Die Jungreben der Tafeltrauben kommen im Mai hingegen nicht ins Freie, sondern bekommen eingetopft ihren Platz in einem der sieben Treibhäuser, bis sie nach und nach an Baumschulen und Gartencenter verkauft werden. "Kunden können Reben aber auch einzeln ab Hof kaufen oder online bestellen." Auch hier war Schmidt eine Art Vorreiter: Bereits Anfang der 90er Jahre hat er einen Online-Versand eingerichtet. Die Hauptversandzeit sind der Herbst und das Frühjahr nach der Veredelung.

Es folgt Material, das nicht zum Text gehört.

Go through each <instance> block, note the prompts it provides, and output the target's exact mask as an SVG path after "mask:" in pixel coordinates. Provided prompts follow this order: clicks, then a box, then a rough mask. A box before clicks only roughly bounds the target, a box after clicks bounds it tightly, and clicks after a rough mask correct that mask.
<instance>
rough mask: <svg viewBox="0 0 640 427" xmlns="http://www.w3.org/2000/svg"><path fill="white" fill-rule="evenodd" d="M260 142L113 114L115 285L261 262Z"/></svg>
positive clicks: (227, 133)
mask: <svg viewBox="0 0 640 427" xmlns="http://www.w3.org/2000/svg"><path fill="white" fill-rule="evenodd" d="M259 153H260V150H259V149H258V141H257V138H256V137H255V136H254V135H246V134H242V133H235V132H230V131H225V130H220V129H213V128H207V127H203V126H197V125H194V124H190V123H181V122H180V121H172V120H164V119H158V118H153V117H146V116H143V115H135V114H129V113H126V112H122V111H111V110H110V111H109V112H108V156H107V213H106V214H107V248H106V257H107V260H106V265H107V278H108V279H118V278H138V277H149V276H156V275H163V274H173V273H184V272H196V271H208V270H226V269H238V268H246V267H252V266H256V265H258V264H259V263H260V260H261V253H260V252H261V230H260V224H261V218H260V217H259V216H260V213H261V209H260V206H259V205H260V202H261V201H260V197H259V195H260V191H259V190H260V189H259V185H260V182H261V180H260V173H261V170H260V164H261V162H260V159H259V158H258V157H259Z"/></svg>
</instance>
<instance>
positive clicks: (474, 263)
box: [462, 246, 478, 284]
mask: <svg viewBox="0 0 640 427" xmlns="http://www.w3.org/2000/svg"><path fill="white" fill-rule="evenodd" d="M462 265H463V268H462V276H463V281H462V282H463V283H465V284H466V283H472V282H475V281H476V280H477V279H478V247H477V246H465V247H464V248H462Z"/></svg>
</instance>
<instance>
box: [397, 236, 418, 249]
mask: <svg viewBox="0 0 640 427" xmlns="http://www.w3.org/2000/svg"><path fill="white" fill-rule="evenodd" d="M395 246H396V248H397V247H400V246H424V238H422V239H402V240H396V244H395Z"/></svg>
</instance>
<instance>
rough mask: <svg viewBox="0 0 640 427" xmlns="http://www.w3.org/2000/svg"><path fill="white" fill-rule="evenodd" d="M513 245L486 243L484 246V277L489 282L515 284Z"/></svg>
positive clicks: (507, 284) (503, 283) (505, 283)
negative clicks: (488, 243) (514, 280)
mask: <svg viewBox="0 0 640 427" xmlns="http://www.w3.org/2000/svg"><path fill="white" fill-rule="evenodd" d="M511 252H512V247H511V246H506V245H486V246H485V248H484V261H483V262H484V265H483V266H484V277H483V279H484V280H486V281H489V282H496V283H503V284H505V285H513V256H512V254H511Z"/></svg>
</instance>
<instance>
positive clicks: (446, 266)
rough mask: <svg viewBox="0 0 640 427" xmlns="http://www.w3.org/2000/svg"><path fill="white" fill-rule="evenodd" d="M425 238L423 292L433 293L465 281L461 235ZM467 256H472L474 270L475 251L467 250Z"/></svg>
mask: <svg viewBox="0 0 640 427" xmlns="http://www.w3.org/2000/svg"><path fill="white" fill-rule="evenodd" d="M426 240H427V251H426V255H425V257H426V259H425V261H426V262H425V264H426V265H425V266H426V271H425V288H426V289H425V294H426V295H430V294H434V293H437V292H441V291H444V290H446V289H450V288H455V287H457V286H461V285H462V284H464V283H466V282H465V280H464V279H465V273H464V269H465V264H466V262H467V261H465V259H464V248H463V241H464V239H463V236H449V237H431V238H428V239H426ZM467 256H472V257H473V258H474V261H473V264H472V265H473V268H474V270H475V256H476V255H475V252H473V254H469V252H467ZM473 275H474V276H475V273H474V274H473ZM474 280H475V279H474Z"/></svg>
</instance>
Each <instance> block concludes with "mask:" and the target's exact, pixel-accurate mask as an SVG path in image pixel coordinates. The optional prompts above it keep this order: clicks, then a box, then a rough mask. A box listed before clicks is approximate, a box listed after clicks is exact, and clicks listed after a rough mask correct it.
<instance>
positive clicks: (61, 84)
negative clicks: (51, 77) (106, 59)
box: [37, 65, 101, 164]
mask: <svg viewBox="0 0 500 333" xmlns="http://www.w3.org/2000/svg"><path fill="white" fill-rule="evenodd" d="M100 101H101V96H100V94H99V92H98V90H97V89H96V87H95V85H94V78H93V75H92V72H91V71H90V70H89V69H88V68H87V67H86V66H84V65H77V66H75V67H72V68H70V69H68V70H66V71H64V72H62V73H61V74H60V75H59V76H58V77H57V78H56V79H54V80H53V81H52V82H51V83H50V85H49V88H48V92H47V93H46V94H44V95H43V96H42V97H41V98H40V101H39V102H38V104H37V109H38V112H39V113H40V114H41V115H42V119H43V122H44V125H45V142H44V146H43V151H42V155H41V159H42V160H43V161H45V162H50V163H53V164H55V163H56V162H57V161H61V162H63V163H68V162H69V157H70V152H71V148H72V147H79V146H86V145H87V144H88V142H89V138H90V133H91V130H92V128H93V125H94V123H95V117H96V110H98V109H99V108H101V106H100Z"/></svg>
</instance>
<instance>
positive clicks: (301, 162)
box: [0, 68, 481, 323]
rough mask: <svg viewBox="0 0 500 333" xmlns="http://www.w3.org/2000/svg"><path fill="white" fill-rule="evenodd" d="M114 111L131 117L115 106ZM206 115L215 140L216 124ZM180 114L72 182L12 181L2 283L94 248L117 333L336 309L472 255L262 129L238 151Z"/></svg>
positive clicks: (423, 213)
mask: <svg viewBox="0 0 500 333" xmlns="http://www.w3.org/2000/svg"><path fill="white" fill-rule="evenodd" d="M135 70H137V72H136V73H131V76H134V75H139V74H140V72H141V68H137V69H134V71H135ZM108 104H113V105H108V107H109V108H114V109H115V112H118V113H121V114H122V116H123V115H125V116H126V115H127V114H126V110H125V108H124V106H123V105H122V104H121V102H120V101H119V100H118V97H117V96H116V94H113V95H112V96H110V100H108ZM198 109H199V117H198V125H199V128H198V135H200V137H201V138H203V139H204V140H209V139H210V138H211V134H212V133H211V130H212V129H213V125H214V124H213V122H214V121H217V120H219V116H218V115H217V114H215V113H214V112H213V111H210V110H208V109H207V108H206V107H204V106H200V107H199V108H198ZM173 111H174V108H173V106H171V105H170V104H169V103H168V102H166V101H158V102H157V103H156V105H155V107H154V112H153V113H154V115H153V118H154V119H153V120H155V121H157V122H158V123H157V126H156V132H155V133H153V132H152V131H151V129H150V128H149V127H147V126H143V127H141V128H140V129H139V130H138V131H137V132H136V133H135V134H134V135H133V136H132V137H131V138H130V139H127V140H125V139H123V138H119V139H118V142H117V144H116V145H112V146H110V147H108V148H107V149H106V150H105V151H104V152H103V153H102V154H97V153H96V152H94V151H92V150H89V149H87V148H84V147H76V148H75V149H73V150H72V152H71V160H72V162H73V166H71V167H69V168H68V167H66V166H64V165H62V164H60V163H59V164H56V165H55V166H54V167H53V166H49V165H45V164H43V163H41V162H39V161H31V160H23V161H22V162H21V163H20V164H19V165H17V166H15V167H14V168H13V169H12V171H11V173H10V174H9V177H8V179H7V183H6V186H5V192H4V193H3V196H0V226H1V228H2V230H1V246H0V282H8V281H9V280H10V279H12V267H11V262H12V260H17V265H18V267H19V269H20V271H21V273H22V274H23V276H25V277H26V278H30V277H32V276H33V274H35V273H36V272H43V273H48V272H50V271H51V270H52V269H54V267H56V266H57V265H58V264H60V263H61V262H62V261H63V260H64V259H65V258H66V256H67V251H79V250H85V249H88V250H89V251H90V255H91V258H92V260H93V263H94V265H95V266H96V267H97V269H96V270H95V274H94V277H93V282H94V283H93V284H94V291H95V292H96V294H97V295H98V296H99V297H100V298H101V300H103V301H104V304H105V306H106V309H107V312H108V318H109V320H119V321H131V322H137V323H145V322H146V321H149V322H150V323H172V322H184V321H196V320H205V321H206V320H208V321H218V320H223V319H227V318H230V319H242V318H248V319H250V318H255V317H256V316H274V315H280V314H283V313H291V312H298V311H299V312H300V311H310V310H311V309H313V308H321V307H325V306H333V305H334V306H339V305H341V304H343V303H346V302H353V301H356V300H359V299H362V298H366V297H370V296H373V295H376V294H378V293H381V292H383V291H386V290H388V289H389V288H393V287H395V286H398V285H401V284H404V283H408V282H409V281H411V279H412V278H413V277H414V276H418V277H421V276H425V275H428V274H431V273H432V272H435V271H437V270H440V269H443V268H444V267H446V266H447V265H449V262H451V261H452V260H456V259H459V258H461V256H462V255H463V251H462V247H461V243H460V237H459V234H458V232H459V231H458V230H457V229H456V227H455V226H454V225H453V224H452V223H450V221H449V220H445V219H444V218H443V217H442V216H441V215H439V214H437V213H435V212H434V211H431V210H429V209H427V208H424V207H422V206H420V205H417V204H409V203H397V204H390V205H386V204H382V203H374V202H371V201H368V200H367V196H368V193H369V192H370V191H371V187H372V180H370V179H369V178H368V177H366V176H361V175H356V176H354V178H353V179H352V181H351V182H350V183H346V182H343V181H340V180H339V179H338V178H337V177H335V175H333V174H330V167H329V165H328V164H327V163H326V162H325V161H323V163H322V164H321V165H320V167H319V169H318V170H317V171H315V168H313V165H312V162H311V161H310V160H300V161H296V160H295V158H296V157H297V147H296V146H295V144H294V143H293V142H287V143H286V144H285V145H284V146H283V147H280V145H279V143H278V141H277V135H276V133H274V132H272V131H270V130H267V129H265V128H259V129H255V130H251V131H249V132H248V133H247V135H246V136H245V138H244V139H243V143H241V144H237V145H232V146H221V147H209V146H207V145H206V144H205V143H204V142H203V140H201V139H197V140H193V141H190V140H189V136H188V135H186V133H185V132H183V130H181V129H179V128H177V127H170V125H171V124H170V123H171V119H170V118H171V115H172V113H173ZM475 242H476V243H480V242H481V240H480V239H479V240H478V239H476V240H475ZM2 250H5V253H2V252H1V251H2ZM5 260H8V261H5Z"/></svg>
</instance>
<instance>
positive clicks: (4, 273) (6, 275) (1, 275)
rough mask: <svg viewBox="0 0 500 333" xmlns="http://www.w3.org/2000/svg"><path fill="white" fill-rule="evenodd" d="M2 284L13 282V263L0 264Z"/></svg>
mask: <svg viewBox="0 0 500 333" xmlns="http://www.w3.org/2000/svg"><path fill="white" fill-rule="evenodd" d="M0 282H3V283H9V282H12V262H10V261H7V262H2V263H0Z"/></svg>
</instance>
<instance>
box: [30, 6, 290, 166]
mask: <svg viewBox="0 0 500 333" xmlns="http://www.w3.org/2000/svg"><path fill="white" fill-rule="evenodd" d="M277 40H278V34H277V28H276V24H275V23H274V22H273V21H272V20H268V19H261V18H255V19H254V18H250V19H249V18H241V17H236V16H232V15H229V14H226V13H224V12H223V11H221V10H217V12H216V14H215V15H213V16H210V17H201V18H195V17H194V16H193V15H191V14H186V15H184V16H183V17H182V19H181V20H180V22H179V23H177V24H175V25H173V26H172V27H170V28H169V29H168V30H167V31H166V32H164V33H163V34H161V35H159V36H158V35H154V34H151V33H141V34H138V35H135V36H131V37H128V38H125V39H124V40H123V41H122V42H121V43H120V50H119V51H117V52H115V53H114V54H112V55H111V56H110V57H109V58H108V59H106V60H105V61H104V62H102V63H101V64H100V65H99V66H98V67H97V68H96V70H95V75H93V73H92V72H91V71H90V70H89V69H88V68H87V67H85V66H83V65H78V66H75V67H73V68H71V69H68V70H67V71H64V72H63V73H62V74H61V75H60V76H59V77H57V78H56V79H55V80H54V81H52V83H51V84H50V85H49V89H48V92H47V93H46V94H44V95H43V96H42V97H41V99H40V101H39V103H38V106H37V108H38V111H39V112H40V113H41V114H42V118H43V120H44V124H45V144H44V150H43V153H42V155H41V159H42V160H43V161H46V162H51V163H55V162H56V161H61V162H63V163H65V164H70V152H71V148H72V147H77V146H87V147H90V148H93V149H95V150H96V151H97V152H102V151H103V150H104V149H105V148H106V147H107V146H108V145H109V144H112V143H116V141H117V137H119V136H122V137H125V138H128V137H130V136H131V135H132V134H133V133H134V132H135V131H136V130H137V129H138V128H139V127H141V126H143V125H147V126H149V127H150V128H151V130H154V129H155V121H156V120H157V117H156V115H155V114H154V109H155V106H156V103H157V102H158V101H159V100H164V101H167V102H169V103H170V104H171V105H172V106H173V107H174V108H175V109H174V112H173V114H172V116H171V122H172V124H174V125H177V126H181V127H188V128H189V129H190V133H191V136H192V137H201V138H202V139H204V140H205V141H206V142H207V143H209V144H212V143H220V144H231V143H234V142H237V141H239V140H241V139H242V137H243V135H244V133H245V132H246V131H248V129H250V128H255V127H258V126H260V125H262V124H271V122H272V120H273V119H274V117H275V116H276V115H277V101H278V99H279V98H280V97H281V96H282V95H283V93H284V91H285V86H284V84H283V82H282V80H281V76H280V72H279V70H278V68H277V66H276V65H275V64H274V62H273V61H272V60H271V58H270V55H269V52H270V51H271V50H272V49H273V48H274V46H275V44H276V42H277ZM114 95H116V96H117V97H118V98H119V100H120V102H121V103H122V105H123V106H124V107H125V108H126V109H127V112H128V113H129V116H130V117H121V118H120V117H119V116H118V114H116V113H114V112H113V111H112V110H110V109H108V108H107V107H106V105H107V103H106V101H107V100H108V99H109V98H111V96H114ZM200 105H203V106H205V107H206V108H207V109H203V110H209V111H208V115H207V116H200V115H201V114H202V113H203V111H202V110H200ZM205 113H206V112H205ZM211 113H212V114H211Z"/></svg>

Im Gegensatz zu den Weinreben, die Schmidt nur frankenweit vertreibt, reisen seine Tafeltrauben bis nach Kiel oder Garmisch-Patenkirchen, nach Aachen ebenso wie nach Frankfurt an der Oder.

"Wir haben das ganze Jahr über etwas zu tun - es wird nie langweilig."

Dabei sind selbst in guten Jahren 20 Prozent der Arbeit "umsonst". "Ausschuss gibt es immer, wenn wir die Reben sortieren. In guten Jahren können wir 80 Prozent vermarkten, in schlechten auch mal nur 60 Prozent." Was an allem möglichen liegt, nur nicht am Mehltau. "Fast alle meine Tafeltrauben-sorten sind resistent gegen diese Krankheit - es will ja niemand einen Hausstock spritzen." Im Gewächshaus gibt es übrigens auch keine chemischen Schädlingsbekämpfungsmittel: Hier arbeitete eine Hühnerschar "im Akkord", scharrt nach tierischen Schädlingen und klaut sich dabei auch mal die eine oder andere Traube.
Apropos Traube: In Schmidts Schnittanlage wachsen natürlich auch die Früchte der zig verschiedenen Traubensorten. Diese kann man derzeit bei ihm am Hof kaufen - seine Töchter Charlotte, Josefine und Selma bieten die süßen Früchte an ihrem Stand an, ebenso wie leckere Marmeladen und Hochprozentiges. Vielleicht will ja eine mal in Papas Fußstapfen treten?